Hold the task contract and output shape stable so generated implementations remain comparable.
Update libraries, interfaces, and environment assumptions to match the stack you actually run.
Test failure handling, edge cases, and any code paths that depend on hidden context or secrets.
Copy once for a pristine source snapshot, then move the prompt into Workspace when you want variants, run history, and side-by-side tuning without losing the original.
Prompt diagnostics
Quick signals for how structured this prompt already is and where adaptation work is likely to happen first.
This prompt already mixes executable detail with instructions, so the safest path is to tune examples and interfaces before you rewrite the overall scaffold.

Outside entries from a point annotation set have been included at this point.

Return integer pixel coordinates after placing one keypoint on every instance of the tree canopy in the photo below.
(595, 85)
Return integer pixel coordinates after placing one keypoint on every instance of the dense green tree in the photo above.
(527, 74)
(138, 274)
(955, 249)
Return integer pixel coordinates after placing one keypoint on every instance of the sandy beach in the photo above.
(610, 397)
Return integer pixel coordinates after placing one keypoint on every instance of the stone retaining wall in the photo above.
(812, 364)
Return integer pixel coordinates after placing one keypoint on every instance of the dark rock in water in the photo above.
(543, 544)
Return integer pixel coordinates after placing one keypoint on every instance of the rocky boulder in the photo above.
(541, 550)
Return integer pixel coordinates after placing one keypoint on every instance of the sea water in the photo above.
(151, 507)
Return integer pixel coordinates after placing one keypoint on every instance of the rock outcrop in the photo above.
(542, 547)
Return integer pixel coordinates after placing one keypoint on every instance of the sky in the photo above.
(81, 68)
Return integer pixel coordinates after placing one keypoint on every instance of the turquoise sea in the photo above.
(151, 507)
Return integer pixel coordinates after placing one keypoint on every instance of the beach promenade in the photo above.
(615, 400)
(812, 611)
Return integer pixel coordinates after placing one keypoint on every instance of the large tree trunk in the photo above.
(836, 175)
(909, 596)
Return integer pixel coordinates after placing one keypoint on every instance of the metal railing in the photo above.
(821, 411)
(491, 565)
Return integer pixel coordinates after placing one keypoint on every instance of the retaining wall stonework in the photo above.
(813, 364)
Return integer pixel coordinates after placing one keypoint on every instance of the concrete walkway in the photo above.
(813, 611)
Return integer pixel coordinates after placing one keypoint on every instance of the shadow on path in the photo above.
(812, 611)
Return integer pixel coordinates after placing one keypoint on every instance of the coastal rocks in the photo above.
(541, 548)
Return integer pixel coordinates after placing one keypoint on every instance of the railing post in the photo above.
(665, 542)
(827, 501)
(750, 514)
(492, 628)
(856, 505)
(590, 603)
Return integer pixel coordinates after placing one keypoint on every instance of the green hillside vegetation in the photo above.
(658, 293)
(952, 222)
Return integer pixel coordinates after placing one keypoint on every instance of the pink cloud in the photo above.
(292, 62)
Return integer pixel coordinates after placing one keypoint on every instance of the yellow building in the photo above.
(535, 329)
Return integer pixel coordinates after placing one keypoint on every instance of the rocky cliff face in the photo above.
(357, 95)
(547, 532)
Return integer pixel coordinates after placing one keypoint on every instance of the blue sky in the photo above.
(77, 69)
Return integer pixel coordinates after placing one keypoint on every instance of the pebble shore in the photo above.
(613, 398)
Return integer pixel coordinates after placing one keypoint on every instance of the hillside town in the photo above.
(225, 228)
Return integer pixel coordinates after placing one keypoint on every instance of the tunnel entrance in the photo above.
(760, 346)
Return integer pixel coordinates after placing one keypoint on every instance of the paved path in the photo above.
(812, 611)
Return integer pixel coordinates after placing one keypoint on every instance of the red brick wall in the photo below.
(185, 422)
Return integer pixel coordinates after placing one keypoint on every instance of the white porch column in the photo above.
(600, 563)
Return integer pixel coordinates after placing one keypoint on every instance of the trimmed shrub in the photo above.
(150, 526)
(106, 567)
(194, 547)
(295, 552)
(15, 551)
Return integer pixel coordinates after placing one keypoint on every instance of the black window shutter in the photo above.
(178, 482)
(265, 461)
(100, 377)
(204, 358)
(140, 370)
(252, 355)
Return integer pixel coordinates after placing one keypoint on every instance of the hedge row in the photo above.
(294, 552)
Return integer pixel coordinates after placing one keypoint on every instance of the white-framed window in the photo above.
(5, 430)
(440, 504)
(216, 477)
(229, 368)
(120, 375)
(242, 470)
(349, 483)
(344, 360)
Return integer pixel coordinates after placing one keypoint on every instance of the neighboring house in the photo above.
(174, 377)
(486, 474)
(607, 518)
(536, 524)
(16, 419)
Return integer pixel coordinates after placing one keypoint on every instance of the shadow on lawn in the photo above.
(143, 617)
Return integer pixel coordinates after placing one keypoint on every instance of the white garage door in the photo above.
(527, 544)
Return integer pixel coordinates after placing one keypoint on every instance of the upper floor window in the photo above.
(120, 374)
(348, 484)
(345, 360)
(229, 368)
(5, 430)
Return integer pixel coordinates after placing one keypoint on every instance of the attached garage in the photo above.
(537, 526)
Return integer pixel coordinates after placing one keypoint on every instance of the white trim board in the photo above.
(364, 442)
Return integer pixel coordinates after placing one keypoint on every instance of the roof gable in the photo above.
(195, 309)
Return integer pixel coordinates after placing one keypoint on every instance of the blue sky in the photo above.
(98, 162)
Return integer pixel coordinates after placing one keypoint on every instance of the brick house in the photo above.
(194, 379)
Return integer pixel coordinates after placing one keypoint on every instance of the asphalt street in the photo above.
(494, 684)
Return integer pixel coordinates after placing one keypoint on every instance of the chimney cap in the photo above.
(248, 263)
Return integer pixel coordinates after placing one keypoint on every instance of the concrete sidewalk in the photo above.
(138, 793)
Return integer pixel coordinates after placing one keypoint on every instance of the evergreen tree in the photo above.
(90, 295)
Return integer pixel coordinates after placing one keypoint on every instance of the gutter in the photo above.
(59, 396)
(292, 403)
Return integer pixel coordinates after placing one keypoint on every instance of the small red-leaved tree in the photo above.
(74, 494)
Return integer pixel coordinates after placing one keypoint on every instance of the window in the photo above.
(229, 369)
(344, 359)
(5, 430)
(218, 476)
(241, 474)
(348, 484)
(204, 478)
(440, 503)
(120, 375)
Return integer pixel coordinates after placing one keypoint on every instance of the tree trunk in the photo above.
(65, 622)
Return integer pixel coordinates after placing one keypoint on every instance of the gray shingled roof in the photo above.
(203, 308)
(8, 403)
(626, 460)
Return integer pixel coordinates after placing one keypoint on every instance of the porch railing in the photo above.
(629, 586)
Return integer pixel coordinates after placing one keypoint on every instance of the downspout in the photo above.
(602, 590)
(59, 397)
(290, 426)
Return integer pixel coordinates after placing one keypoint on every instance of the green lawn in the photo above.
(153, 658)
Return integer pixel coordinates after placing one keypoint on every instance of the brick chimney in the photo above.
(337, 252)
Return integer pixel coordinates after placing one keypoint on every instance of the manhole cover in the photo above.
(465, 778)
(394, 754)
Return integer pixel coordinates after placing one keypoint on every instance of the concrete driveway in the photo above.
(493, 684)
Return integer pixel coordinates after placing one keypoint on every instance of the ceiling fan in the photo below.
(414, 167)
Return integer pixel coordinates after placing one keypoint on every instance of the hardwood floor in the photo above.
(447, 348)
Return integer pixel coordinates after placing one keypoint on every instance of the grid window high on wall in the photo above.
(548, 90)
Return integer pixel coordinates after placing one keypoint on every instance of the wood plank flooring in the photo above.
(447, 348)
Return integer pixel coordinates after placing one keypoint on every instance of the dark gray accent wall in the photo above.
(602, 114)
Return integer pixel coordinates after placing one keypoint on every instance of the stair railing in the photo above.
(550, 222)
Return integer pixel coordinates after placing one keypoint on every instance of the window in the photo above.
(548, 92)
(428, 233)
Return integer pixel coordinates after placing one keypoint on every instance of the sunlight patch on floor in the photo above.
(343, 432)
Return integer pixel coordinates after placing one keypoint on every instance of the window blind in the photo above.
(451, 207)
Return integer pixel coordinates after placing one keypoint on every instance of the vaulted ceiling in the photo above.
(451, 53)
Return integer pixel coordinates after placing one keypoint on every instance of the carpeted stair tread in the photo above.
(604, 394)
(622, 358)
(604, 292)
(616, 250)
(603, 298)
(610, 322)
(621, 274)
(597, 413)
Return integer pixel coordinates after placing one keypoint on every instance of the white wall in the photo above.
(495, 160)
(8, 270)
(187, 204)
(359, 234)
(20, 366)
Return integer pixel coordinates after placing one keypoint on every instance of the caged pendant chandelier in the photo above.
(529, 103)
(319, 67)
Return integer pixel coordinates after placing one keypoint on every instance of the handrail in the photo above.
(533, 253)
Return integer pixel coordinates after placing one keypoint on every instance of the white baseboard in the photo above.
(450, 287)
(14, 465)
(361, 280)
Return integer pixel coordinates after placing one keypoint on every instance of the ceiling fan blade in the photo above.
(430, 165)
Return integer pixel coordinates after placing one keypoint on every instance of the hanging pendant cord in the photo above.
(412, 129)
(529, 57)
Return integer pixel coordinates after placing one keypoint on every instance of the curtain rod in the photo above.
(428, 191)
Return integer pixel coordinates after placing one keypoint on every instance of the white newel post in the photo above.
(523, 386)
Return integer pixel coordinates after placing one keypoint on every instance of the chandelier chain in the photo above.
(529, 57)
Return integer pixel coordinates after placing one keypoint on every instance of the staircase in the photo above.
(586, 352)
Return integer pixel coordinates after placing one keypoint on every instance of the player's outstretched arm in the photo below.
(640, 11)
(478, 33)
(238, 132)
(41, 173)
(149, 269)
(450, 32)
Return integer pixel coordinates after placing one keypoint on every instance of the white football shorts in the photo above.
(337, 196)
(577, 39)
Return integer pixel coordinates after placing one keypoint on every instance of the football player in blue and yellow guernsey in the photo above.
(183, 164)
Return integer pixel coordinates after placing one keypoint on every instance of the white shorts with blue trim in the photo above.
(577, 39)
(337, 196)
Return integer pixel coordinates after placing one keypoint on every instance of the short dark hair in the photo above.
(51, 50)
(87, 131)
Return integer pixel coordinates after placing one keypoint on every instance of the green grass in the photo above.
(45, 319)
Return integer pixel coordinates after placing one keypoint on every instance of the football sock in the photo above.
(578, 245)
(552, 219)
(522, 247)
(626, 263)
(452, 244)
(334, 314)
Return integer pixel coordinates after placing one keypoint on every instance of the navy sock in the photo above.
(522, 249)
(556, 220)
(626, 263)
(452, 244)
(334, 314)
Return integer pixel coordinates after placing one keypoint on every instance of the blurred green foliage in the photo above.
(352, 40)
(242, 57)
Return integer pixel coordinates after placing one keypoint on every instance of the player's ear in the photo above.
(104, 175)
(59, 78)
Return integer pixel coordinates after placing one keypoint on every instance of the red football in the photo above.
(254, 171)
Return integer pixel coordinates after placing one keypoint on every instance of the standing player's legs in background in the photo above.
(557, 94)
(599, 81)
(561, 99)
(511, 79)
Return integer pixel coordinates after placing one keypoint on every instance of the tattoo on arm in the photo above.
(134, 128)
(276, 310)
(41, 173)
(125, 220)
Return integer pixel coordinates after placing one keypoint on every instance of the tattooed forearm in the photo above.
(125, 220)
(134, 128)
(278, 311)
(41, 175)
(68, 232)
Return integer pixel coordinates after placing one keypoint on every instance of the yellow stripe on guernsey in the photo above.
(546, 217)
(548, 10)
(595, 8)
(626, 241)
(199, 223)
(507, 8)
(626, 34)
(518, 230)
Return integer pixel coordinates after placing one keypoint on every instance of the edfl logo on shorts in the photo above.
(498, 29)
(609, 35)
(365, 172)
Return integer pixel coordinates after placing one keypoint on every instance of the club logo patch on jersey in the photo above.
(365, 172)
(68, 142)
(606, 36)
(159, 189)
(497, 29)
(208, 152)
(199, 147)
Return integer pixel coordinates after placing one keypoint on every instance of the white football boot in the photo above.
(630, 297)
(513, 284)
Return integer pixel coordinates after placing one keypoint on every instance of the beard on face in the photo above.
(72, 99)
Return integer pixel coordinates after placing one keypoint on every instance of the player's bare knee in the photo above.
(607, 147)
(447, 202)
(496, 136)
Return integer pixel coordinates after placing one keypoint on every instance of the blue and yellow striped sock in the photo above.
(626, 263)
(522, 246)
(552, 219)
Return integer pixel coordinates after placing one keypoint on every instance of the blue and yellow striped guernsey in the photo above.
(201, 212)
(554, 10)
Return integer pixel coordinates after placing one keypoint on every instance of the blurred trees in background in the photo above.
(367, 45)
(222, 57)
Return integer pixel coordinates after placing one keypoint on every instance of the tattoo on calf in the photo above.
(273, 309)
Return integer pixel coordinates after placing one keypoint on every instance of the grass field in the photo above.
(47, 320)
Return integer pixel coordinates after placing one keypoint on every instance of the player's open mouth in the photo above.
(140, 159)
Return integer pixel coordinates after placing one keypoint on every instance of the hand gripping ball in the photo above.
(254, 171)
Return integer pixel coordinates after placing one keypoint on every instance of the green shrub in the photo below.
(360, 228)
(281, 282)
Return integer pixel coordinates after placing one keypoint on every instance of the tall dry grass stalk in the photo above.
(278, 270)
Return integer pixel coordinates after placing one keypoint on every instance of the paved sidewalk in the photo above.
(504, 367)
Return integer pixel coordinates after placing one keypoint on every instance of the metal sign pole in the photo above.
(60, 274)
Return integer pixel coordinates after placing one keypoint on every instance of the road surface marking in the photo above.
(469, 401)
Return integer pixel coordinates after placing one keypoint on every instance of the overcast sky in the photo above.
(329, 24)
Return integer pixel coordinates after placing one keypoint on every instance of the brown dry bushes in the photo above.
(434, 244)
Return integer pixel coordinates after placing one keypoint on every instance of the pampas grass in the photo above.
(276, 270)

LangChain A2A Code Refactoring with OpenAI o4-mini & AutoGPT
Inspired by headlines about rebuilding AI foundations like xAI, this challenge focuses on constructing a sophisticated multi-agent system using LangChain and LangGraph for automated code analysis, refactoring, and quality assurance. The system will leverage a network of specialized agents communicating via A2A (Agent-to-Agent) protocols to iteratively improve code quality and optimize performance. Agents will engage in detailed code reviews, identify technical debt, suggest refactorings, and validate changes, simulating a high-performance development team. Developers will design a robust LangGraph workflow to manage agent states, coordinate tasks, and enable dynamic decision-making. The system will integrate external tools for real-time information retrieval and workflow automation, culminating in a voice-controlled interface for human developers to interact with the refactoring process, providing real-time feedback and approvals. This project emphasizes modern agentic design, iterative improvement, and seamless tool integration.
Use the challenge page to recover the original task boundaries before you tune the prompt. That keeps your variants grounded in the same evaluation target instead of drifting into a different problem.